Wednesday, October 21, 2009

Quatre

The past two days have been consumed entirely by anxiety, and being anxious for two days is rather tiring.
I have also been whimsically high these past few days, feeding off positivity and happiness. I do believe however, that this incredible up could be coming to an end. I still feel content, but my mood appears to be calming to a more placid state of mind.

Today brought wonderful happiness and relief. I found out that I made the school captain shortlist. Only one more week until all anxieties are gone.

I'm reading this interesting book at the moment. The main character reminds me a bit of myself, apart from the fact that she's pregnant.
She categorises people in two groups: Stars and Moons. Stars make their own light, and shine wherever they go. Moons on the other hand, borrow light, and reflect light.
She's in a relationship with someone because he's attractive.
She can't say no because she likes the attention.
She doesn't see this as wrong, or at least she doesn't admit it.
But she has this fixation with astronomy, with space, and with the universe. But not in a scientific way, in a poetic way.

I haven't finished the book yet, but look forward to it.

I have now decided, from what i've read so far, that I would like a telescope in my garden. I would love to spend nights on end watching the heavens. Escaping somewhere that no man has ever been before. A place that we cannot comprehend but can only conceive through imagination. Worldly problems would be left insignificant in the wake of this exploration. I could be free.
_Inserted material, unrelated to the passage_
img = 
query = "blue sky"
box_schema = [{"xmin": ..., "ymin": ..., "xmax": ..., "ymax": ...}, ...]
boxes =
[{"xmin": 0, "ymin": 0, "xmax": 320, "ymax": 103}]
I've always looked at the mountains that surround The Gap and felt the urge to reach their summits, to climb over them. I've always felt as though they trapped me here. I know the suburbs that lie beyond, I've been there many millions of times. But I can't help but stare at those ridges at awe and wonder if one day, I will ever be free. Free to experience life beyond those mountains, beyond that barrier. Free to live my life.